Basics of investment tips by financefetch


         The asset is something that puts money in your pocket. For example, Investing in Bonds, Real Estate, etc will obviously beat the Prevailing Inflation rate and fill your pocket with handsome bonuses. We must purchase the assets because assets have the ability to beat the present inflation rate and can generate wealth for us in long term.


            Liability is something that takes money out of your pocket. For example, Car which we think is a need and asset because we have to commute but think deeply that the car requires maintenance and daily fuel charge which means it is draining your money out of your pocket.

            An interesting example is of Building purchased with loans or in cash, and in which category it should lie in, Asset or in liability? The simple explanation to it is if the same building is used by you or your family to reside in and not giving any return then it is a liability and if the same building is on rent and giving you money in return then, of course, it is Asset.

concept of basics of investment
Concept of Basics of Investment by financefetch

          If your invested amount is generating some return to your pocket over a short or long term period then the investment is an asset. Stocks which includes Mutual Funds such as Real Estate, Intellectual Property, Gold etc are some example of an asset. One point is worth mentioning here we have to invest some money to buy that asset which will generate wealth for you in future. Whereas Liability not only requires money to acquire but also drains out the money in maintenance thereafter.

Generally, we purchase Insurance thinking of it as an asset for long term measures, and here we commit a mistake. Because Insurance is there to give financial security to your family after your life gets over and it is not a mechanism to generate income in any way. If you calculate the returns over a long time in insurance then it can be easily assessed that returns are not able to beat inflation so how come it can be categorized as an asset?

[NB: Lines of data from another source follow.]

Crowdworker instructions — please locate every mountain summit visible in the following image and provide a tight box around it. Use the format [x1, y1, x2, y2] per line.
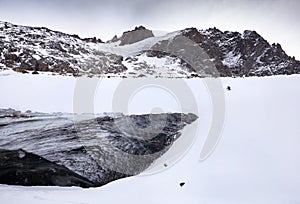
[119, 26, 154, 45]
[0, 21, 299, 77]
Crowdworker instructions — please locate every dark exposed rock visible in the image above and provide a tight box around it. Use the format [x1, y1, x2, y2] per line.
[49, 42, 66, 52]
[17, 62, 31, 72]
[107, 35, 119, 43]
[0, 22, 126, 76]
[28, 58, 38, 69]
[83, 37, 103, 43]
[1, 21, 299, 77]
[148, 27, 300, 77]
[119, 26, 154, 45]
[181, 27, 206, 43]
[69, 49, 80, 55]
[0, 110, 198, 188]
[0, 149, 96, 188]
[70, 34, 81, 39]
[4, 53, 19, 62]
[36, 59, 49, 71]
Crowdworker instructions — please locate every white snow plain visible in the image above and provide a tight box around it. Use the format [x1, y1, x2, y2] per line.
[0, 70, 300, 204]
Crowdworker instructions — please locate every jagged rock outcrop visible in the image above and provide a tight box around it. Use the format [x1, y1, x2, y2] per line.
[0, 109, 198, 187]
[82, 37, 103, 43]
[119, 26, 154, 46]
[178, 27, 300, 76]
[107, 35, 119, 43]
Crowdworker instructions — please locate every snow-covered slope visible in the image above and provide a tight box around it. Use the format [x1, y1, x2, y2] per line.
[1, 21, 299, 77]
[0, 74, 300, 203]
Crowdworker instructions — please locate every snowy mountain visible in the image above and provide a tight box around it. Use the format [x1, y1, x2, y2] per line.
[1, 21, 299, 77]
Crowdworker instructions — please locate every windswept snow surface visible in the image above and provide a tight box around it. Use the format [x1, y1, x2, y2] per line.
[0, 71, 300, 203]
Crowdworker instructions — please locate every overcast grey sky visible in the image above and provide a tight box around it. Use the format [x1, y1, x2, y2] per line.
[0, 0, 299, 59]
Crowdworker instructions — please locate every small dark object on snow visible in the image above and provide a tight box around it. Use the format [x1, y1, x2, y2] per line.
[226, 86, 231, 91]
[164, 163, 168, 167]
[179, 182, 185, 187]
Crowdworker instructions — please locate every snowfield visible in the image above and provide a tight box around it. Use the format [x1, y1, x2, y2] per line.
[0, 70, 300, 203]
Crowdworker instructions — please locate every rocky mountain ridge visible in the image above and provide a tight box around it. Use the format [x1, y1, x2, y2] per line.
[0, 21, 299, 77]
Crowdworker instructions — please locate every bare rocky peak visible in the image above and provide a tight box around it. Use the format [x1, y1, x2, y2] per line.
[174, 27, 300, 76]
[119, 26, 154, 45]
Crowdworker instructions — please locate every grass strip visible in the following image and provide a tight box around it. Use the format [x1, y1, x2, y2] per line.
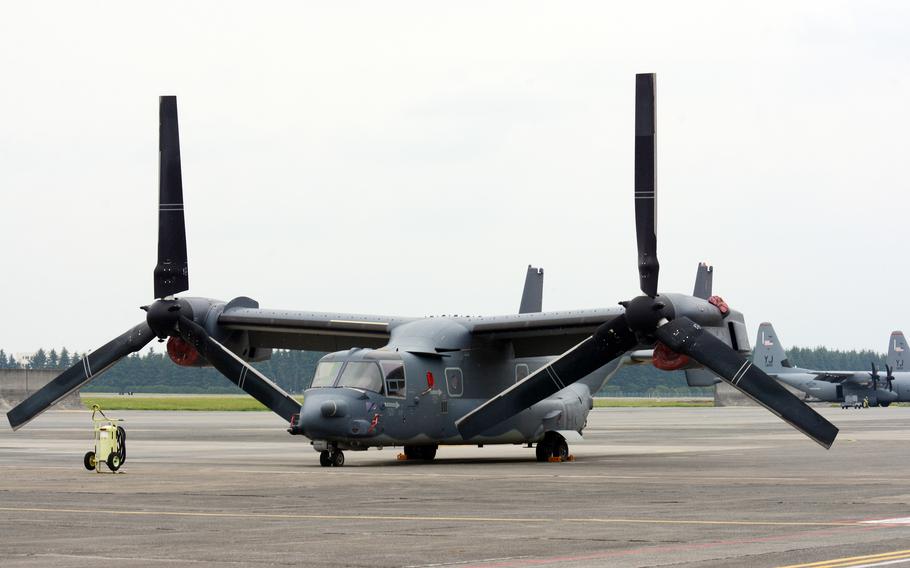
[81, 396, 269, 411]
[593, 399, 712, 408]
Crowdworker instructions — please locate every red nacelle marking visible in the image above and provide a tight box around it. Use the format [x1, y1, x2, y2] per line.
[652, 340, 690, 371]
[167, 335, 203, 367]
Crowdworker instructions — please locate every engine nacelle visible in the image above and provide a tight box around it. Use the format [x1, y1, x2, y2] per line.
[163, 296, 272, 367]
[656, 293, 751, 354]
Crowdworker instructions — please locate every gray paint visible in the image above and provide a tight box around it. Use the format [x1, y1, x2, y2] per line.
[518, 266, 544, 314]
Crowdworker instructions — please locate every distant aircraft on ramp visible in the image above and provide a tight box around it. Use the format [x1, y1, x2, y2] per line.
[754, 323, 910, 408]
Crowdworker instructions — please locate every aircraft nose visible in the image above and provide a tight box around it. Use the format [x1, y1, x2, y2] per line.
[298, 390, 380, 439]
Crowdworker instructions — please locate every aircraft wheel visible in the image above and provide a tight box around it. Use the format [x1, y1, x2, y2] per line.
[319, 451, 332, 467]
[331, 450, 345, 467]
[881, 402, 891, 408]
[535, 443, 550, 462]
[554, 439, 569, 462]
[420, 446, 437, 461]
[84, 451, 96, 471]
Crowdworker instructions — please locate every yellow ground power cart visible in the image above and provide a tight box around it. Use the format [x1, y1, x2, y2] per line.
[83, 405, 126, 473]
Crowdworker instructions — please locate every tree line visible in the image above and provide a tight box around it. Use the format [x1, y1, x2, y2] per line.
[0, 345, 890, 395]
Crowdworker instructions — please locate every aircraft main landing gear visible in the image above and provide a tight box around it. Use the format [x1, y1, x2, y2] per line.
[401, 445, 437, 461]
[535, 432, 571, 463]
[319, 449, 345, 467]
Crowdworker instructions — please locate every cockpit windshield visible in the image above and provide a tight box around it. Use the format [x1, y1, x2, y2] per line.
[311, 361, 343, 388]
[337, 361, 384, 393]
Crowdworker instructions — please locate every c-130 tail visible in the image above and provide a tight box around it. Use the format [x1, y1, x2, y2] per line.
[753, 322, 791, 372]
[888, 331, 908, 372]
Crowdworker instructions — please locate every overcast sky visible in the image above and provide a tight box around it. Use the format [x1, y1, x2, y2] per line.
[2, 1, 908, 356]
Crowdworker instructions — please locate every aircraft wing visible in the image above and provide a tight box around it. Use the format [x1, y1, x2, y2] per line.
[809, 372, 866, 384]
[466, 307, 626, 357]
[218, 307, 413, 351]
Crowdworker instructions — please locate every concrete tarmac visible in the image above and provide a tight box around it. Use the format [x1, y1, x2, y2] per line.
[2, 407, 910, 567]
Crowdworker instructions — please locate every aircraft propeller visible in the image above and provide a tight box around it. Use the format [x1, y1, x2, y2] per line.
[456, 74, 839, 449]
[7, 97, 300, 431]
[885, 364, 895, 392]
[869, 363, 881, 391]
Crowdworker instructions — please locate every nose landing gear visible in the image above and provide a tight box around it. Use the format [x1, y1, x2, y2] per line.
[319, 449, 345, 467]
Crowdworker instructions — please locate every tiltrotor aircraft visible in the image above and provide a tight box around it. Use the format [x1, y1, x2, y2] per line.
[755, 323, 910, 408]
[7, 74, 839, 466]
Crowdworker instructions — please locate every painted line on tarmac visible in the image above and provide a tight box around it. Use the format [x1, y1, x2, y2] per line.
[861, 517, 910, 525]
[779, 549, 910, 568]
[0, 506, 867, 527]
[221, 468, 814, 483]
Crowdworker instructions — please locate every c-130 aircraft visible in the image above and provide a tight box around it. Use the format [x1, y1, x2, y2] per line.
[7, 74, 839, 466]
[756, 323, 910, 409]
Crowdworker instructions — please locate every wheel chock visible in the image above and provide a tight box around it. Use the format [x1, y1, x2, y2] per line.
[397, 453, 408, 461]
[547, 454, 576, 463]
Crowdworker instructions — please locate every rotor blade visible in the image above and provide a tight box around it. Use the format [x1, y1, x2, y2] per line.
[177, 316, 301, 422]
[154, 95, 189, 299]
[518, 265, 544, 314]
[635, 73, 659, 297]
[655, 317, 838, 449]
[456, 314, 637, 439]
[693, 262, 713, 300]
[7, 323, 154, 430]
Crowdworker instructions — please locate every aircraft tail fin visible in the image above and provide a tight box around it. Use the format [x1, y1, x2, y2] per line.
[753, 322, 792, 372]
[693, 262, 713, 300]
[888, 331, 908, 372]
[519, 266, 544, 314]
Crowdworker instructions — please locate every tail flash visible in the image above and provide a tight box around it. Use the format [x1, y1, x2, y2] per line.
[754, 322, 791, 371]
[888, 331, 908, 372]
[693, 262, 713, 299]
[519, 266, 544, 314]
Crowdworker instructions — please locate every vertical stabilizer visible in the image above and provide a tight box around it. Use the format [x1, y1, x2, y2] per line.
[693, 262, 713, 299]
[888, 331, 908, 372]
[753, 322, 792, 372]
[519, 266, 544, 314]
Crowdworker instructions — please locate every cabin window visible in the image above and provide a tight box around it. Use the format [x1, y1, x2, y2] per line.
[337, 362, 384, 394]
[515, 364, 530, 383]
[380, 360, 406, 398]
[445, 368, 464, 397]
[311, 361, 343, 388]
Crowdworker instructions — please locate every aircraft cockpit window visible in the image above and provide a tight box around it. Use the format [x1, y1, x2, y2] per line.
[311, 361, 344, 388]
[337, 362, 384, 394]
[380, 361, 406, 398]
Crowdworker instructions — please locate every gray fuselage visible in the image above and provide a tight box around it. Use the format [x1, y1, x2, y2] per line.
[294, 317, 621, 450]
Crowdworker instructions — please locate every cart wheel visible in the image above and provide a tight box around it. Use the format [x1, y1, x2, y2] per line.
[107, 452, 122, 472]
[84, 451, 96, 471]
[117, 426, 127, 463]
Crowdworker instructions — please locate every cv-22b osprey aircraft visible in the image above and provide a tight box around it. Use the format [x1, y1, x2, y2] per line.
[755, 323, 910, 409]
[7, 74, 839, 467]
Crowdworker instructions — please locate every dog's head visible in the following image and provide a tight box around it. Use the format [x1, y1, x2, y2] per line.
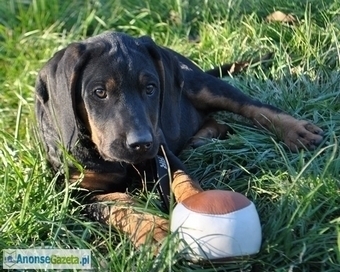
[35, 32, 183, 165]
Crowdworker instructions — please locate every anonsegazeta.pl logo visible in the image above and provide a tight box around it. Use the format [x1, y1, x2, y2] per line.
[3, 249, 91, 270]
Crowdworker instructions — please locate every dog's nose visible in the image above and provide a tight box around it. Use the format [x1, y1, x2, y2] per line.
[126, 132, 153, 152]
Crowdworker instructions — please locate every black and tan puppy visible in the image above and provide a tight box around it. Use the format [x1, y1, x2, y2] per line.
[35, 31, 323, 249]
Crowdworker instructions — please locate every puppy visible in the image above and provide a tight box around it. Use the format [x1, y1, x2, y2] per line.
[35, 31, 324, 248]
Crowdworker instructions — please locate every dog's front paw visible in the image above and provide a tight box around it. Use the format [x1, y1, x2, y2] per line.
[128, 213, 169, 249]
[282, 119, 324, 151]
[89, 193, 169, 253]
[109, 205, 169, 253]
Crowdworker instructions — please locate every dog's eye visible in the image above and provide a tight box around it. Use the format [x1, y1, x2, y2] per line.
[94, 88, 107, 99]
[145, 84, 156, 96]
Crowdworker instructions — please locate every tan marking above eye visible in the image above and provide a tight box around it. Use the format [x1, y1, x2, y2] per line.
[105, 77, 117, 91]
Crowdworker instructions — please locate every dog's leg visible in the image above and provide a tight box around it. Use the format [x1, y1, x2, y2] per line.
[70, 170, 128, 192]
[70, 170, 168, 251]
[157, 143, 204, 202]
[171, 171, 203, 202]
[189, 118, 232, 148]
[88, 192, 168, 252]
[183, 74, 324, 151]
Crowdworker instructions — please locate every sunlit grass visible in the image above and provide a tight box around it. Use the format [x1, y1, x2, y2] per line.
[0, 0, 339, 271]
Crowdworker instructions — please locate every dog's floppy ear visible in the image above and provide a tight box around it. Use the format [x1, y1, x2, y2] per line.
[35, 43, 91, 151]
[138, 36, 184, 142]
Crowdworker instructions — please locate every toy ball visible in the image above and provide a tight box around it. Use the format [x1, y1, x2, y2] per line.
[170, 190, 262, 262]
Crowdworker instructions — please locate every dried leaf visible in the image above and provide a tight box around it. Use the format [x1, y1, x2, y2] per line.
[206, 52, 274, 77]
[266, 11, 296, 23]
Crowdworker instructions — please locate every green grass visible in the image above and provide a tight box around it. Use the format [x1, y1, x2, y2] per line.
[1, 0, 339, 271]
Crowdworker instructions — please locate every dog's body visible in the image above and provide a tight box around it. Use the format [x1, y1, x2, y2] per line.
[35, 31, 323, 248]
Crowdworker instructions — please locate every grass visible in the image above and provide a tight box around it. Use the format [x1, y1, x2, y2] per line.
[0, 0, 339, 271]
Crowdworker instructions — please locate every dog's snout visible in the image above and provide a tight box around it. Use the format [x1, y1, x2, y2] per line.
[126, 131, 153, 152]
[129, 142, 152, 151]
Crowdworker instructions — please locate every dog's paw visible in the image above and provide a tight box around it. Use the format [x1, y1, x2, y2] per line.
[189, 119, 231, 148]
[129, 213, 169, 252]
[90, 193, 169, 253]
[282, 120, 324, 151]
[189, 137, 210, 148]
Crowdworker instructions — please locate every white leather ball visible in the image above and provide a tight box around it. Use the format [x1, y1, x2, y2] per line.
[171, 190, 262, 262]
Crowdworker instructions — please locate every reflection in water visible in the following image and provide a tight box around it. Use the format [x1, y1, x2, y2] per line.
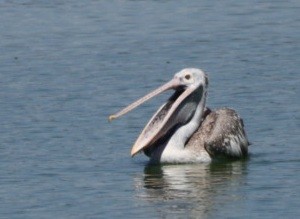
[134, 161, 248, 218]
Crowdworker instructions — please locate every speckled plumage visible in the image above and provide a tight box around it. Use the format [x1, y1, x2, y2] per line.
[186, 107, 249, 159]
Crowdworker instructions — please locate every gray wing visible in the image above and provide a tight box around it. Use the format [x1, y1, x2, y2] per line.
[203, 108, 249, 158]
[187, 108, 249, 158]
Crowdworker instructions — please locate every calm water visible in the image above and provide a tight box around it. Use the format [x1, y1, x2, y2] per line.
[1, 1, 299, 218]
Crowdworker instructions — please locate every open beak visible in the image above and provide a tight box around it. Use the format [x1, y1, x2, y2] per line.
[109, 76, 199, 156]
[109, 77, 181, 122]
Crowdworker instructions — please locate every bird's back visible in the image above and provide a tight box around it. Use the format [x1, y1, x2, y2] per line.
[186, 108, 249, 158]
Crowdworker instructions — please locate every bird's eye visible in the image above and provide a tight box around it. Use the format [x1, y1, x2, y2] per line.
[185, 74, 191, 80]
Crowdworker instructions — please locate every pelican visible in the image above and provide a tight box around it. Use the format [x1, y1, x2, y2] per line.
[109, 68, 249, 163]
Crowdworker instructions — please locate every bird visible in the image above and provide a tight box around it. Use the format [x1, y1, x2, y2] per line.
[109, 68, 249, 163]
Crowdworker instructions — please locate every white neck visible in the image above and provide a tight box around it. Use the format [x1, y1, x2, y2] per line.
[168, 92, 206, 149]
[151, 91, 208, 163]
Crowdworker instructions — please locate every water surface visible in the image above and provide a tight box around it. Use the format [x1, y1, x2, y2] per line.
[0, 1, 299, 218]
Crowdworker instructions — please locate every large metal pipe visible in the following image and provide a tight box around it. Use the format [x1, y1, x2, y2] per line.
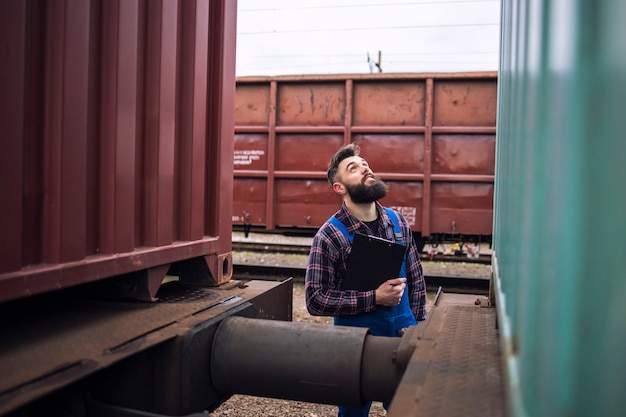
[210, 316, 417, 407]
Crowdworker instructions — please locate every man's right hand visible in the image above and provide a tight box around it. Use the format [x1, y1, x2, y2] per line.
[375, 277, 407, 306]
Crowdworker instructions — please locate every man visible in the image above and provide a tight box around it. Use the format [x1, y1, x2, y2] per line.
[305, 143, 427, 417]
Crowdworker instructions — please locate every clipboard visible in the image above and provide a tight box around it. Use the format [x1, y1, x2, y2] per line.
[341, 232, 407, 291]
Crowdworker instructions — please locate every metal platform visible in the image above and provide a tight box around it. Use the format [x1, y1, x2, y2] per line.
[389, 291, 505, 417]
[0, 279, 293, 416]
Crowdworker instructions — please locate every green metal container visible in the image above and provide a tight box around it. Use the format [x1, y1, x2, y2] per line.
[494, 1, 626, 416]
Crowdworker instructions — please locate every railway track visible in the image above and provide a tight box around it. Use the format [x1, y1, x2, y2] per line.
[233, 263, 490, 295]
[232, 240, 492, 264]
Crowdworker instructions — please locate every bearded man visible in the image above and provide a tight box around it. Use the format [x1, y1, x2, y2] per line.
[305, 143, 427, 417]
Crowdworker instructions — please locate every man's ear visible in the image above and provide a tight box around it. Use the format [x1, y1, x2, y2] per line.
[332, 182, 346, 195]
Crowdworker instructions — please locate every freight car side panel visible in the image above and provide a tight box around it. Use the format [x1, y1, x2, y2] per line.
[433, 80, 497, 126]
[352, 81, 426, 126]
[0, 0, 237, 303]
[274, 179, 341, 228]
[277, 82, 346, 126]
[233, 73, 497, 240]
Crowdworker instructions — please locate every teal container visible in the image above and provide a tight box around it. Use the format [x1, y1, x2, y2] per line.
[494, 1, 626, 416]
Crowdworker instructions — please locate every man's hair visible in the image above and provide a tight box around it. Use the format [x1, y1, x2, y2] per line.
[327, 143, 360, 185]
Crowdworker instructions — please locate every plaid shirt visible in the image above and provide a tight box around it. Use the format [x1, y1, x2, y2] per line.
[305, 202, 427, 321]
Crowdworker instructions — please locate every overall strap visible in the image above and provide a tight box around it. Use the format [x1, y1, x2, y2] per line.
[327, 215, 354, 243]
[384, 207, 404, 244]
[327, 208, 403, 244]
[384, 208, 408, 280]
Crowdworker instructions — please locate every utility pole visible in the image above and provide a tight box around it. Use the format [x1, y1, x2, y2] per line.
[367, 50, 383, 73]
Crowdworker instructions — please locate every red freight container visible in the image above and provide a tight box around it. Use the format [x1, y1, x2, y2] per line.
[233, 73, 497, 244]
[0, 0, 236, 303]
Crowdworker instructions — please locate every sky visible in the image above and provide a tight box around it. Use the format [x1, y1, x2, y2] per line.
[235, 0, 502, 77]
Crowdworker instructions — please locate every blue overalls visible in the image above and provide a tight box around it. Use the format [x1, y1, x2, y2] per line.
[328, 208, 417, 417]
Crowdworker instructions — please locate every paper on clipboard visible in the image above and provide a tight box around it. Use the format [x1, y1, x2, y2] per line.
[341, 232, 406, 291]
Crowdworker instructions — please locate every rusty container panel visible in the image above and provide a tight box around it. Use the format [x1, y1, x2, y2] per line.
[276, 134, 344, 171]
[234, 83, 270, 126]
[277, 82, 346, 126]
[352, 81, 425, 126]
[233, 132, 269, 227]
[0, 0, 237, 303]
[433, 80, 498, 126]
[433, 135, 496, 175]
[273, 134, 344, 228]
[274, 180, 341, 228]
[234, 133, 269, 170]
[381, 182, 424, 230]
[233, 179, 268, 225]
[352, 134, 425, 174]
[430, 133, 495, 236]
[430, 183, 494, 235]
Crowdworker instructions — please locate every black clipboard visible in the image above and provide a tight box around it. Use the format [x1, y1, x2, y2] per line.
[341, 232, 407, 291]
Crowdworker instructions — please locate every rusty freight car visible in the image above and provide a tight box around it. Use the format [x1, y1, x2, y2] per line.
[233, 73, 497, 247]
[0, 1, 296, 416]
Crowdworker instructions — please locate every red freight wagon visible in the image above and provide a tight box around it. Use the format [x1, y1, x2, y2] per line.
[233, 73, 497, 247]
[0, 0, 237, 304]
[0, 2, 292, 416]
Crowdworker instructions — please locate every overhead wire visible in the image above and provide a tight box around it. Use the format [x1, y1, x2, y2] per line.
[236, 0, 500, 74]
[239, 0, 500, 13]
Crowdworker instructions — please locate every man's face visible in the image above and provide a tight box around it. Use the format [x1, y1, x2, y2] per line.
[336, 156, 388, 203]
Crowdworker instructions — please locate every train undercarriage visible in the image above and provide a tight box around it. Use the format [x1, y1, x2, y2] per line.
[1, 279, 292, 417]
[1, 277, 440, 417]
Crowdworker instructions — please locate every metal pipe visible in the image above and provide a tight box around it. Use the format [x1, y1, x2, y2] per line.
[210, 316, 417, 407]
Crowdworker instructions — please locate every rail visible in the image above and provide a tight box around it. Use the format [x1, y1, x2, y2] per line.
[233, 263, 490, 295]
[232, 240, 492, 264]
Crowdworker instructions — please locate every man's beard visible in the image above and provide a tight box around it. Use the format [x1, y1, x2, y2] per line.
[344, 176, 388, 203]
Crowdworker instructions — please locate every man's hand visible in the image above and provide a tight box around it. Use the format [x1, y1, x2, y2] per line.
[375, 278, 407, 306]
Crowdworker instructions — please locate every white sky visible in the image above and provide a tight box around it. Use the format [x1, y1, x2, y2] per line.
[236, 0, 502, 76]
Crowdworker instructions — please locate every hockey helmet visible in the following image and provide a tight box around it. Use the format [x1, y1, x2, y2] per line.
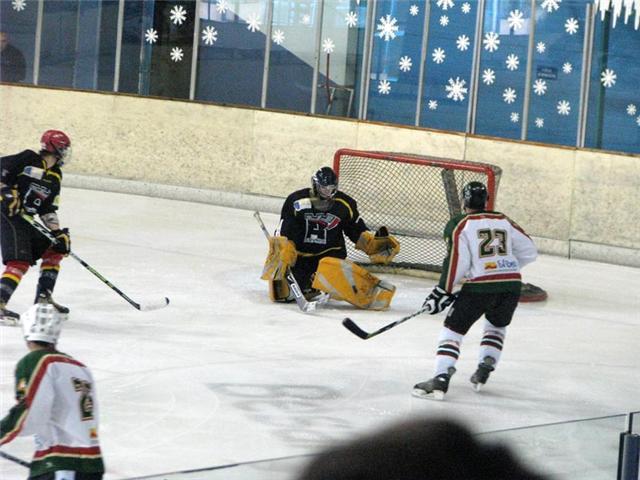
[311, 167, 338, 200]
[21, 303, 66, 344]
[40, 129, 71, 165]
[462, 181, 488, 210]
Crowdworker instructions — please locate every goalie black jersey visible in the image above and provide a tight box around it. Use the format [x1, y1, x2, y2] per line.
[279, 188, 368, 258]
[0, 149, 62, 216]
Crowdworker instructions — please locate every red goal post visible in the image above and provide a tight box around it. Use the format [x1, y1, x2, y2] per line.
[333, 149, 502, 274]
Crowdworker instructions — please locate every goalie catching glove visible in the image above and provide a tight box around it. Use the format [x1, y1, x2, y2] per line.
[355, 226, 400, 264]
[423, 286, 456, 314]
[261, 236, 297, 281]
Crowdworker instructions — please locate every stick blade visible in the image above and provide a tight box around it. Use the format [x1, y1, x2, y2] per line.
[342, 318, 371, 340]
[138, 297, 170, 311]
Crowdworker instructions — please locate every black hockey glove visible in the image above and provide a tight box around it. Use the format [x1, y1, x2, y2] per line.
[423, 286, 455, 314]
[0, 187, 22, 217]
[51, 228, 71, 255]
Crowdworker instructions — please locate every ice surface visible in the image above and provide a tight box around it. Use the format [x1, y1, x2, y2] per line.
[1, 188, 638, 479]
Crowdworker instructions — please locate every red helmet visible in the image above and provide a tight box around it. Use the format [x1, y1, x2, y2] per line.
[40, 130, 71, 163]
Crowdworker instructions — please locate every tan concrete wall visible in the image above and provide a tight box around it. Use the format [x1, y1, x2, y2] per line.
[1, 85, 638, 265]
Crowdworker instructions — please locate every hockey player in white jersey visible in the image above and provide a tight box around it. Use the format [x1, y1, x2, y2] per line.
[413, 181, 537, 400]
[0, 302, 105, 479]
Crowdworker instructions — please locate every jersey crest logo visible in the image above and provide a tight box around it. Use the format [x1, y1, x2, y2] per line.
[303, 213, 341, 245]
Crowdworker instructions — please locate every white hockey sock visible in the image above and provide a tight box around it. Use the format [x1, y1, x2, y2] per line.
[434, 327, 464, 376]
[478, 319, 506, 366]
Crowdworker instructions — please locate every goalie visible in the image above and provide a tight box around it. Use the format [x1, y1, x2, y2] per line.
[261, 166, 400, 310]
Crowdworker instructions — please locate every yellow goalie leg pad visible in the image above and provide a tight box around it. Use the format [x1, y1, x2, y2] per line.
[355, 230, 400, 264]
[312, 257, 396, 310]
[261, 236, 297, 281]
[268, 279, 292, 302]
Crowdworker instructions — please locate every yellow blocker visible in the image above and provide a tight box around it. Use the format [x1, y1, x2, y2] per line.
[312, 257, 395, 310]
[261, 236, 297, 302]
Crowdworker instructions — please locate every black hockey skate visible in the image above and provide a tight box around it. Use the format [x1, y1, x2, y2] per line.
[412, 367, 456, 401]
[36, 291, 70, 315]
[470, 356, 496, 392]
[0, 303, 20, 326]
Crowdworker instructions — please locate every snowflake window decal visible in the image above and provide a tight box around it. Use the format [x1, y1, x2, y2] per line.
[503, 87, 517, 104]
[272, 29, 285, 45]
[507, 10, 525, 31]
[201, 26, 218, 45]
[536, 42, 546, 54]
[170, 47, 184, 62]
[482, 69, 496, 85]
[506, 54, 520, 71]
[510, 112, 520, 123]
[533, 79, 547, 96]
[378, 79, 391, 95]
[440, 15, 450, 26]
[541, 0, 561, 13]
[446, 77, 468, 102]
[627, 104, 637, 116]
[322, 38, 335, 54]
[428, 100, 439, 110]
[462, 2, 471, 13]
[535, 117, 545, 128]
[377, 14, 399, 41]
[410, 5, 420, 16]
[557, 100, 571, 115]
[170, 5, 187, 25]
[216, 0, 229, 14]
[565, 18, 579, 35]
[437, 0, 455, 10]
[483, 32, 500, 52]
[301, 14, 312, 25]
[145, 28, 158, 44]
[11, 0, 26, 11]
[345, 11, 358, 28]
[246, 13, 262, 32]
[399, 56, 413, 72]
[456, 35, 471, 51]
[601, 68, 617, 88]
[432, 48, 446, 64]
[562, 62, 573, 74]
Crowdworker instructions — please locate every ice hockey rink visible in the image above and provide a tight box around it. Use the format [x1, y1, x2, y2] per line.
[1, 187, 639, 480]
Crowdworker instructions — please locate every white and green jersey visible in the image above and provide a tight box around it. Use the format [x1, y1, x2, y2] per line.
[439, 211, 537, 294]
[0, 349, 104, 477]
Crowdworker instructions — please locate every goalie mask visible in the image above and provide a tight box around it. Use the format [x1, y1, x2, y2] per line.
[41, 129, 72, 166]
[21, 303, 66, 344]
[462, 181, 488, 210]
[311, 167, 338, 201]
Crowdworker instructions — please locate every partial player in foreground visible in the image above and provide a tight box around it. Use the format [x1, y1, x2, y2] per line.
[0, 130, 72, 325]
[413, 181, 538, 400]
[0, 301, 105, 479]
[261, 166, 400, 310]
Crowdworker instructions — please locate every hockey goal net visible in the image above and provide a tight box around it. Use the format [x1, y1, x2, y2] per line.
[333, 149, 502, 274]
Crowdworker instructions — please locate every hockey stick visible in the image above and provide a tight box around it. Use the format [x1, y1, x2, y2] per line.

In one of my earlier blogs, I discussed the need and purpose of Insurance and told you the reason why you must not spend your money unnecessarily on them leaving the important one aside. Everyone must have just a handful of Insurances with them and not all of those available in the market. Here I must stress that your saving part must be used to build your investment basket. Robert Kiyosaki also gives a great concept of the mindset of various classes of people in which he beautifully explains how Rich People use their income to build assets whereas middle class and poor class people acquire liabilities thinking that they are buying an asset.

Latte factor in Basics of investment

          Another important factor that is important to mention here is about Latte Factor which is mentioned by David Bach in his book ‘The Automatic Millionaire’. This Latte factor is the very minimal but regular spending’s which seems important in the short run but will cost you a huge in long run. Latte spendings include small but regular costs like Movie Tickets, Taxi/Bus charges, Outside Food, etc. So if you can cut short this small spending, it will be a major step in the improvement of your financial health. 


          Another important point to consider is Ad hoc spending (instant spending) which means the spending we make just at the spot. For example, you have no intention to buy clothes in the month but suddenly you saw a heavy sale on the clothes and unnecessarily purchased the clothes because of the sale. This is going to spoil your balance in the long term, So, it is recommended to have little patience while going to make such purchases and must implement different measures to avoid these sudden purchases.